Comment 21 for bug 243390

Revision history for this message
In , Vincent Povirk (madewokherd) wrote :

In GNOME, the "Open With" dialog simply shows a list of applications. This list contains only .desktop files that claim to be able to open programs (which are not necessarily in the menu at all). Wine installs a shortcut named "Wine Windows Emulator" in wine.desktop, mainly for handling .exe files (my changes were primarily to solve some problems with the .exe file support, not to add support for other filetypes).

"Wine Windows Emulator" should automatically show up in your Open With dialog even though it is not in your menu. You should not have to create a shortcut for it.

I don't think KDE should be offering to open files using random menu shortcuts that do not claim to be able to open files.

The best information I was able to find so far on how the "Open With" dialog works on windows is at http://windowsxp.mvps.org/OpenWith.htm. Apparently programs install certain registry keys to let Windows know that they can open specific types of files.

For how this is handled on Linux, see http://standards.freedesktop.org/desktop-entry-spec/desktop-entry-spec-latest.html. Note the MimeType field. If present in a .desktop file (and only then IMO), the desktop environment should offer to open files of that type with that program, whether the .desktop file shows up in a menu or not.

> Checking if the file exists may be good for most cases. If file /p exists then
> convert if not then pass it to notepad. Next step, if file
> /home/bamm/sample.txt exists then convert to Z:\home\bamm\sample.txt otherwise
> pass it on as /home/bamm/sample.txt
This won't fly. It will break something. The easiest example for me to come up with right now is cygwin.

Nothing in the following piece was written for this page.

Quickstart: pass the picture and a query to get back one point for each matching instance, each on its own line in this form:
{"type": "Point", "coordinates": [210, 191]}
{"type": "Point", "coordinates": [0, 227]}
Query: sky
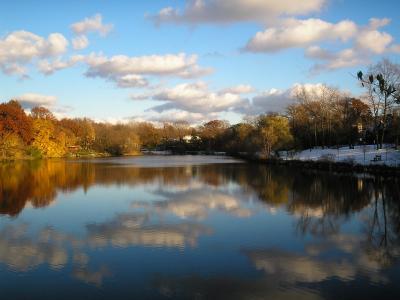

Cygwin has its own virtual unix paths that we don't want to convert, even though it's likely in many cases that a file exists with the same name.

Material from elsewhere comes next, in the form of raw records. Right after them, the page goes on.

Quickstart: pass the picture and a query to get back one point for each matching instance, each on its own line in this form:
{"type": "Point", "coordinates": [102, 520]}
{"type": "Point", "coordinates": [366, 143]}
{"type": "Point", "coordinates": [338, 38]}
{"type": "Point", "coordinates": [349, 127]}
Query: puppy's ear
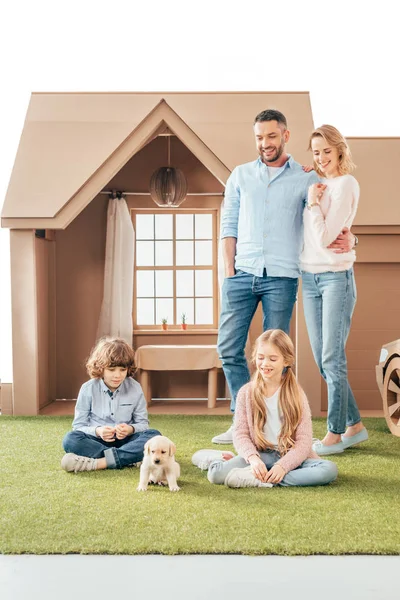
{"type": "Point", "coordinates": [172, 449]}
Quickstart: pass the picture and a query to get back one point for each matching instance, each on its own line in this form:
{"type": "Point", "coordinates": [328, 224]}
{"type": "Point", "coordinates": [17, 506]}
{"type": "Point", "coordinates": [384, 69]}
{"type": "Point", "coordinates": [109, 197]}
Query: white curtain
{"type": "Point", "coordinates": [116, 310]}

> Since the shortcuts have a %U% in them, then we can be sure that these
> represent files. For example, in my case I have
>
> env WINEPREFIX="/home/bamm/.wine" wine "C:\Program Files\Microsoft
> Office\OFFICE11\WORDVIEW.EXE" %U%
>
> the above was auto-created when wordview was installed. Maybe this string can
> be modified in such a way that Wine will recognize which of the parameters is a
> file. I have an idea but I need to work on it more.
Wine does not write shortcuts with %U% in them (and if it were to do something like that, %F would be slightly more correct). KDE probably added that to your shortcut.

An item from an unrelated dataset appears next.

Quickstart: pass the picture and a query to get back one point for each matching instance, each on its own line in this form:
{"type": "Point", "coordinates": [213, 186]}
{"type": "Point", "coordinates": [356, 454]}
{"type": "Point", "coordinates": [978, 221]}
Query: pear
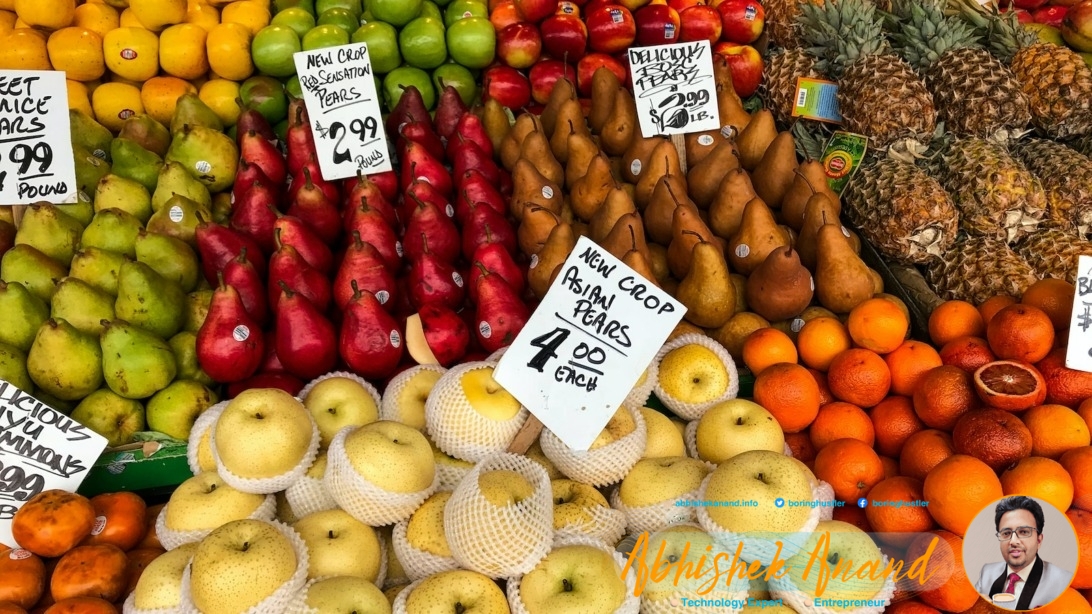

That could work though. The .desktop file can be written in such a way that what it calls (which doesn't have to be wine exactly) knows that the first N arguments should be taken literally and anything after that must be a unix filename that should be converted to a windows filename. Of course, the contents of the .desktop file would probably be slightly less readable, and we'd need a command in wine that understands that.

Desktop files for start menu shortcuts are created by winemenubuilder.exe, which calls the wineshelllink script. Roughly, winemenubuilder is responsible for reading information from the .lnk and converting the icon, and wineshelllink uses the information to create the .desktop file and menu structure.